Un os d'un bébé homo sapiens a été découvert dans l'une des grottes d'Arcy-sur-Cure, dans l'Yonne. Cette découverte est surprenante car jusqu'à présent, seuls des fossiles Néandertaliens avaient été retrouvés dans ces grottes. Les paléoanthropologues ont fait cette découverte dans le cadre de travaux dirigés par Bruno Maureille, directeur de recherche au CNRS. André Leroi-Gourhan avait déjà découvert des fossiles humains entre 1949 et 1963, mais la grotte du Renne était surtout connue pour abriter des restes de Néandertaliens. Selon Bruno Maureille, les individus découverts dans cette grotte auraient vécu entre 45 000 et 40 000 ans avant notre ère.

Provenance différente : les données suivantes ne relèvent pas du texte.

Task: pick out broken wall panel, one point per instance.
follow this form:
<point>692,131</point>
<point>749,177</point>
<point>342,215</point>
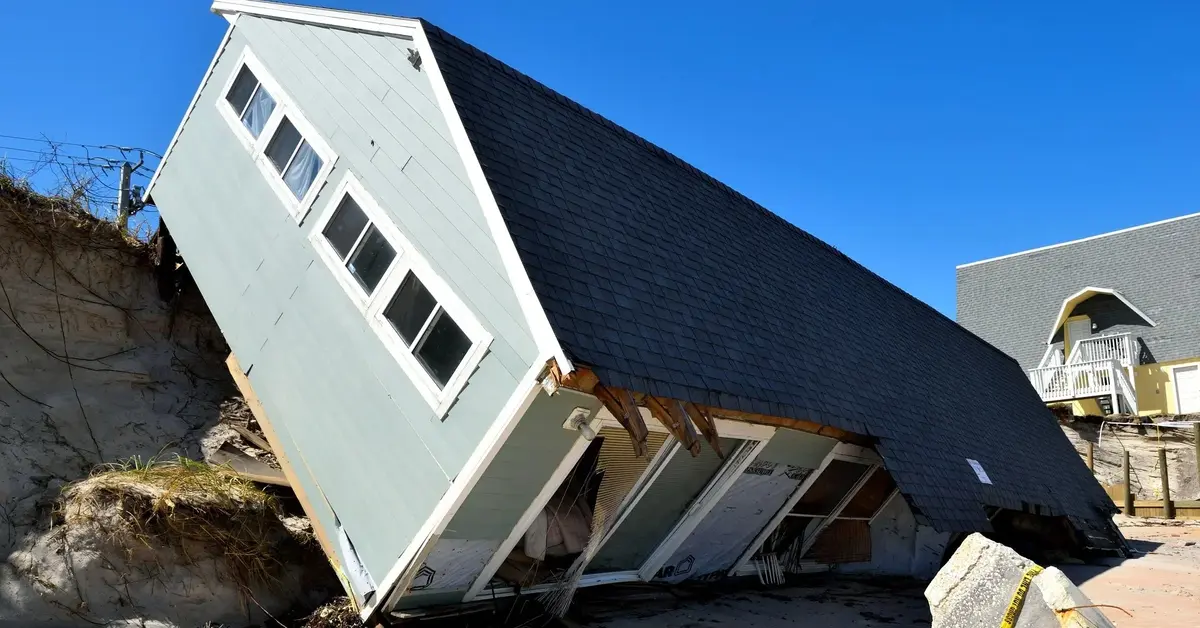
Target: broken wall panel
<point>648,522</point>
<point>871,496</point>
<point>511,482</point>
<point>843,542</point>
<point>750,503</point>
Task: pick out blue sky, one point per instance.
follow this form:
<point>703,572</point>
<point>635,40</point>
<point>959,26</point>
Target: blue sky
<point>913,136</point>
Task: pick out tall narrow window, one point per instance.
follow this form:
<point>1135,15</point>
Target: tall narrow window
<point>436,340</point>
<point>294,159</point>
<point>251,101</point>
<point>282,143</point>
<point>433,335</point>
<point>364,251</point>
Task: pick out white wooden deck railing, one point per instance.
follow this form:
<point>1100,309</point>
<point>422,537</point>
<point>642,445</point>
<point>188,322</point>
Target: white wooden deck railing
<point>1085,380</point>
<point>1053,357</point>
<point>1114,347</point>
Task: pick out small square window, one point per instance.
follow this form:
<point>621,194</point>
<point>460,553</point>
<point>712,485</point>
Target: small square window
<point>243,89</point>
<point>304,169</point>
<point>285,143</point>
<point>294,159</point>
<point>251,101</point>
<point>411,309</point>
<point>443,350</point>
<point>346,226</point>
<point>371,259</point>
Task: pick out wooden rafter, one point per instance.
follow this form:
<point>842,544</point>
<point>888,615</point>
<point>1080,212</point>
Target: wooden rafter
<point>623,407</point>
<point>586,381</point>
<point>706,425</point>
<point>672,417</point>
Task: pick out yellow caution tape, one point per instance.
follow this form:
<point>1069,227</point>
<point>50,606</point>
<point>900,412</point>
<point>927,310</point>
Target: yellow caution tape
<point>1014,606</point>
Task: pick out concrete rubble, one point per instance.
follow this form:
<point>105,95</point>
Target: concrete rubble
<point>987,584</point>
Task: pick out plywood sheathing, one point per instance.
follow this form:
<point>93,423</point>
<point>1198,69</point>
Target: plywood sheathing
<point>276,446</point>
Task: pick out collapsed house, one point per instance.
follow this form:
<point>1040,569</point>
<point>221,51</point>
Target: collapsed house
<point>503,345</point>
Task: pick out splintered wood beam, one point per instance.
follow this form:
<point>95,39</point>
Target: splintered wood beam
<point>586,381</point>
<point>581,378</point>
<point>675,422</point>
<point>706,425</point>
<point>622,406</point>
<point>795,424</point>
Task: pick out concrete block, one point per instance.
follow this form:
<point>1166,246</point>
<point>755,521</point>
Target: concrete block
<point>978,584</point>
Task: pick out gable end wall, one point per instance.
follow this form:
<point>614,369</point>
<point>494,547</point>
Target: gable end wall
<point>1013,301</point>
<point>365,437</point>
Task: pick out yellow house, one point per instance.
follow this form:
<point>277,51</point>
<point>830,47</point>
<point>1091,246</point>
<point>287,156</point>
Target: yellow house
<point>1107,324</point>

Bruno Maureille nous raconte les détails de cette découverte. Les fouilles d'André Leroi-Gourhan n'avaient jamais été synthétisées auparavant, c'est pourquoi ses élèves ont entrepris de le faire, en réalisant une monographie publiée dans la revue Paleo. Bruno Maureille s'est impliqué dans ce projet en 2018, car il manquait un chapitre sur les restes humains. En examinant les vestiges, il a remarqué un petit os du bassin d'un bébé qui ne correspondait pas à ce qui était attendu pour un Néandertalien. Sa morphologie était très différente, plus courte et circulaire, alors que celle d'un Néandertalien est plutôt ovale. Pour en avoir la certitude, une vérification était nécessaire.
Un protocole a été mis en place pour confirmer cette hypothèse. Bruno Maureille a proposé à Arthur Gicqueau de travailler sur cette question. Grâce à des collections d'ilions périnataux provenant du Soudan et de la France, ils ont pu réaliser une analyse statistique de la morphologie en 3D. Ils ont constaté que les ossements des Néandertaliens étaient en périphérie des mesures de l'homme moderne, tandis que l'ilion découvert se trouvait à l'opposé. De plus, sur les os des Néandertaliens, bébés ou adultes, il y avait une caractéristique au niveau de l'artère fémorale qui n'était pas présente sur cet autre fossile. Il ne pouvait donc pas être un Néandertalien, ni un homme moderne.
Les conclusions de ces recherches sont multiples. La première hypothèse est celle d'un mélange de groupes humains. Néandertaliens et homo sapiens auraient pu cohabiter au même endroit et à la même période. Si l'on suppose que l'ilion découvert est associé à la culture du Châtelperronien, attribuée aux Néandertaliens, cela est possible. Il est également possible que les deux groupes aient fréquenté la cavité de manière alternée. Cependant, il n'est pas certain chronologiquement que cet os soit plus récent ou plus ancien que les Néandertaliens.
Cette découverte souligne l'importance de la recherche, même avec des ossements de petite taille. Bruno Maureille affirme que cela peut faire avancer la science sur un sujet. En ce qui concerne les fossiles humains, Juliette Henrion réalise actuellement une thèse sur l'ensemble des restes humains trouvés à Arcy, ce qui n'avait jamais été fait auparavant. Il y a environ 150 pièces dans l'ensemble des grottes et sa thèse devrait être achevée d'ici fin 2024.